Given an array of integers, find if the array contains any duplicates. Your function should return true if any value appears at least twice in the array, and it should return false if every element is distinct.

Examples

Example 1:

Input: nums = [1,2,3,1]
Output: true

Example 2:

Input: nums = [1,2,3,4]
Output: false

Example 3:

Input: nums = [1,1,1,3,3,4,3,2,4,2]
Output: true

Solution

Method 1 - Brute Force

Use two loops. In the outer loop, pick elements one by one and count the number of occurrences of the picked element in the inner loop. This method doesn’t use the other useful data provided in questions like range of numbers is between 1 to n and there are only two repeating elements.

Code

Java
public boolean containsDuplicate(int[] nums) {
	int n = nums.length;
	for (int i = 0; i < n - 1; i++) {
		for (int j = i + 1; j < n; j++) {
			if (nums[i] == nums[j])
				return true;
		}
	}
	return false;
}

Complexity

  • Time Complexity: O(n^2)
  • Auxiliary Space: O(1)

Method 2 - Sorting the Array and Compare Adjacent Array

Code

Java
    public boolean containsDuplicate(int[] nums) {
        Arrays.sort(nums);
        int n = nums.length;
        for (int i = 1; i < n; i++) {
            if (nums[i] == nums[i - 1]) {
	            return true;
            }
        }
        return false;
    }

Complexity

Sorting takes O(n log n) time, but as they are integers we can use counting sort, which takes O(n) time.
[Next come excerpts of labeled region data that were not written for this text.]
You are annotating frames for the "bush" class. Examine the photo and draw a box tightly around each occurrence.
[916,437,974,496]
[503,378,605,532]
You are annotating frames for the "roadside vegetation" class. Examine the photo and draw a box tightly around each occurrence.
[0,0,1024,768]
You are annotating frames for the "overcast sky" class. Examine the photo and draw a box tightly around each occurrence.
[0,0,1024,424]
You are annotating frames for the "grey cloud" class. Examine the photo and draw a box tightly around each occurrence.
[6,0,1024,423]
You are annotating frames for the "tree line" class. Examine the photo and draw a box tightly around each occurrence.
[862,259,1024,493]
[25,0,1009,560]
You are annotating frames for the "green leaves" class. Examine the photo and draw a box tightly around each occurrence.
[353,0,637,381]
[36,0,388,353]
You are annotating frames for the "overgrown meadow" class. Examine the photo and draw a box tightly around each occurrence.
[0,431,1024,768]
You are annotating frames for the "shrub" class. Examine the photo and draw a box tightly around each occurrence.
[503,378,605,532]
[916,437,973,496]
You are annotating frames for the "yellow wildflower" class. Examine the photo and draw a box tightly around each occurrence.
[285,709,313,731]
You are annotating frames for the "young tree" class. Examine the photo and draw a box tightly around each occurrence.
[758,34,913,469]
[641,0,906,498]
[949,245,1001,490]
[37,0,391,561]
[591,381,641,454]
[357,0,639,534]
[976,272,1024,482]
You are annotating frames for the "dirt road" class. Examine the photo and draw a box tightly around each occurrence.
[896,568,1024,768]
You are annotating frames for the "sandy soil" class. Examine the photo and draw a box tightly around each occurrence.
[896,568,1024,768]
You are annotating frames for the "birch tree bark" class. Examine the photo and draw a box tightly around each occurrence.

  • Time complexity = O(n log n) OR O(n)
  • Space Complexity = O(1)

Method 3 - Using Hashset

Code

Java
public boolean containsDuplicate(int[] nums) {
	HashSet<Integer> seen = new HashSet<>();
	for (int num : nums) {
		if (seen.contains(num)) {
			return true;
		}
		seen.add(num);
	}
	return false;
}

Complexity

  • Time complexity = O(n) for looping on array and checking in set takes O(1) time.
  • Space Complexity = O(n) for storing values in set.

Method 4 - Using Count

In Java 8, we can make use of streams to count distinct elements present in the array. If the distinct count is not same as the length of the array, array contains a duplicate.

Code

Java
// Generic function to check for duplicates in an array
private static <T> boolean checkForDuplicates(T... array)
{
 Long distinctCount = Stream.of(array)
 .distinct().count();

 return array.length != distinctCount;
}

Complexity

  • O(n) - In java distinct() removes duplicate from stream, using hashset internally.